Le Premier ministre conclut son discours en affichant sa volonté de promouvoir la formation continue des personnels de police. Pour ce faire, il annonce une augmentation de dix-huit milliards de francs, soit une augmentation de près de 40% du budget consacré. Surtout, Michel Rocard décide de la création de l'Institut des Hautes études de la Sécurité intérieure (I.H.E.S.I)[7], sur le modèle de l'Institut des hautes études de Défense nationale, créé en 1936. Cet institut, dont le siège n'est autre que l'Ecole militaire, est un établissement public à caractère administratif (E.P.A) sous tutelle directe du Premier Ministre. Le but de cette structure et de promouvoir les liens entre le monde de la recherche dans des domaines divers (droit, sociologie, géopolitique, criminologie, ...) et les acteurs opérationnels des services de police et de gendarmerie. L'un des partenaires principaux de l'Institut est d'ailleurs l'Ecole nationale supérieure de la police (ENSP), située à Saint-Cyr-au-Mont-d'Or, dans l'agglomération lyonnaise, où sont formés les commissaires et les officiers de police, c'est-à-dire le corps de conception et de coordination et le corps de commandement de la police nationale.

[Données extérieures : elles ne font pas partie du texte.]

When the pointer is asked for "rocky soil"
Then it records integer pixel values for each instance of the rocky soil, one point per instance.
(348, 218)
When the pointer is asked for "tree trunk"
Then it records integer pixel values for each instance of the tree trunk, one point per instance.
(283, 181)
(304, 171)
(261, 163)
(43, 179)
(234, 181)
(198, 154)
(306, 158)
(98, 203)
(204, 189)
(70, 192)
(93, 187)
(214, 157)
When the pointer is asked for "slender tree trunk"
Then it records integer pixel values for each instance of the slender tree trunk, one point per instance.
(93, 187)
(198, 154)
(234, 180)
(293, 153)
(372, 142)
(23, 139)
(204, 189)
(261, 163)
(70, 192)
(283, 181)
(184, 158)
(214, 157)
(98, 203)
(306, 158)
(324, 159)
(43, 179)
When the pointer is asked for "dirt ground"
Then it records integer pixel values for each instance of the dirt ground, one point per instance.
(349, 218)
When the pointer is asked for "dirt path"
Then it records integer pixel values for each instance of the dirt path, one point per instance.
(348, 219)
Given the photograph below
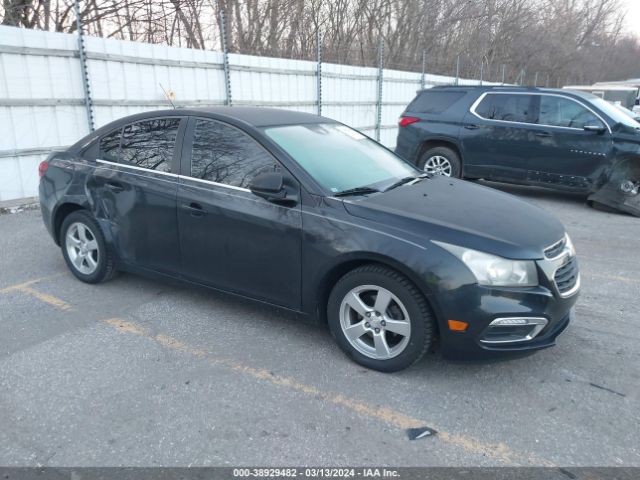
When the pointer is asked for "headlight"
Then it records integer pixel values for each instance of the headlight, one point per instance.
(569, 244)
(495, 271)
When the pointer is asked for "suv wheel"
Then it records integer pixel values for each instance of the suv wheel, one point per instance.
(440, 161)
(84, 248)
(380, 319)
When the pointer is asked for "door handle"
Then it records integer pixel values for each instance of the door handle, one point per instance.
(195, 209)
(114, 187)
(543, 134)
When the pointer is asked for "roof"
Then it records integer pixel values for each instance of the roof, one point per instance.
(601, 86)
(262, 117)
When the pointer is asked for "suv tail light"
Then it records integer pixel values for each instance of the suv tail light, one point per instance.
(404, 121)
(42, 168)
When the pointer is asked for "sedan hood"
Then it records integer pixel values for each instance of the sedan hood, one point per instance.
(465, 214)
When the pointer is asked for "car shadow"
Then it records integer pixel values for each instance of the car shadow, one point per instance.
(536, 192)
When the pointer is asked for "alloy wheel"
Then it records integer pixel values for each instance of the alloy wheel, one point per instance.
(82, 248)
(375, 322)
(438, 165)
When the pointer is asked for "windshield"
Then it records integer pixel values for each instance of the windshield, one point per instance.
(340, 158)
(613, 112)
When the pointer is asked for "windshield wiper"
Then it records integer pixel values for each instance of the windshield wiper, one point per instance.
(356, 191)
(402, 181)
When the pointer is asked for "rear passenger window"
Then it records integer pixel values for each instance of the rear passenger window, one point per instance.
(434, 101)
(562, 112)
(150, 143)
(110, 146)
(224, 154)
(506, 107)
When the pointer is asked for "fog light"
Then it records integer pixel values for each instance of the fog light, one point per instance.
(513, 329)
(457, 325)
(629, 187)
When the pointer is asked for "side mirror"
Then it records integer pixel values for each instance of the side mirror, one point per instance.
(270, 186)
(594, 128)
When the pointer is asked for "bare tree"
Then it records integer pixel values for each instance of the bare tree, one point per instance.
(577, 39)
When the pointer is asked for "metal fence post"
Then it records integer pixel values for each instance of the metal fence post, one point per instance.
(424, 69)
(379, 96)
(225, 60)
(83, 68)
(319, 74)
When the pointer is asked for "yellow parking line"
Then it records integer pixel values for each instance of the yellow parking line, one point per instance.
(386, 415)
(28, 283)
(27, 288)
(615, 277)
(46, 298)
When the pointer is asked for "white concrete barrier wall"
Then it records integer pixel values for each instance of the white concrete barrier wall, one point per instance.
(42, 98)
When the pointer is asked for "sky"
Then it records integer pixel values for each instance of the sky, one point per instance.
(633, 16)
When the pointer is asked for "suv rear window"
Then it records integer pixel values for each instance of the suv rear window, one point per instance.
(434, 101)
(506, 107)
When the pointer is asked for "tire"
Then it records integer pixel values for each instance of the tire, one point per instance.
(406, 305)
(85, 249)
(441, 161)
(602, 207)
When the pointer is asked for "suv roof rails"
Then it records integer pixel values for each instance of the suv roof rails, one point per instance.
(488, 87)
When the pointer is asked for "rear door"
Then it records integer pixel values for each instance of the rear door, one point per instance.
(134, 189)
(565, 154)
(230, 238)
(497, 136)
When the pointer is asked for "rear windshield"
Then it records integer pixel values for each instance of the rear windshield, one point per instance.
(434, 101)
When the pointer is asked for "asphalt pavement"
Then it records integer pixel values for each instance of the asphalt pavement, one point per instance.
(144, 373)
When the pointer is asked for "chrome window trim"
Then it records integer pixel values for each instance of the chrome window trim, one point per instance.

Michel Rocard, par ses deux discours devant les officiers de gendarmerie et les commissaires de police, fait montre de ses qualités de chef de gouvernement. Surtout, en se rapprochant des services de sécurité, à savoir du ministère de la Défense et de l'Intérieur, il incarne une gauche de gouvernement, responsable, pragmatique et conscient de la nécessité de ces forces, pourtant davantage appréciées par l'électorat républicain et conservateur. Michel Rocard contre ainsi le traditionnel discours de la droite décriant la faiblesse des hommes de gauche en matière de sécurité. Cette volonté s'explique par une double dynamique, la première est le caractère contemporain d'évènements sanglants, la seconde est à chercher dans la volonté politique de Michel Rocard de se poser en véritable homme d'Etat, et de mettre à profit les prérogatives qui sont les siennes à cette époque. Il cherche néanmoins à poser les forces de l'ordre à la fois comme des garants de l'ordre public, mais également comme un rouage indispensable au fonctionnement d'une société.

Benjamin Thibord (juin 2017)

Diplômé de l'Institut d'études politiques de Paris

1. Article 12 de la Déclaration des droits de l'homme et du citoyen, parue le 26 août 1989, et rattachée à la Constitution du 4 octobre 1958 dans son préambule.

2. Soit environ 2 milliards d'euros actuels en parité de pouvoir d'achat, en prenant en compte l'inflation.

3. La fin des années 1980 est marquée par une extension des trafics d'herbe et de cocaïne. Les flux d'Amérique du Sud vers les Etats-Unis s'estompent grâce à une politique ferme de Ronald Reagan, d'où un détournement des cargaisons vers l'Afrique francophone et partant, vers l'Europe via les diasporas.

4. Tracfin est l'acronyme de « Traitement de renseignement et action contre les circuits financiers clandestins », il est crée par la loi n°90-614, le 12 juillet 1990 et rejoint la communauté française du renseignement.

5. Unité créée par un arrêté du 8 octobre 1984 du ministère de l'Intérieur, en l'occurence Pierre Joxe, ministre de l'Intérieur du 19 juillet 1984 au 29 janvier 1991.

6. L'attentat de la rue des Rosiers a été revendiqué par le Fatah et date du 9 août 1982. Il a fait six morts et une vingtaine de blessés, en particulier au sein de la communauté juive.

7. Institut des Hautes études de la Sécurité intérieure (IHESI), qui est remplacé en 2004 par l'Institut national des hautes études de la sécurité et de la justice (INHESJ).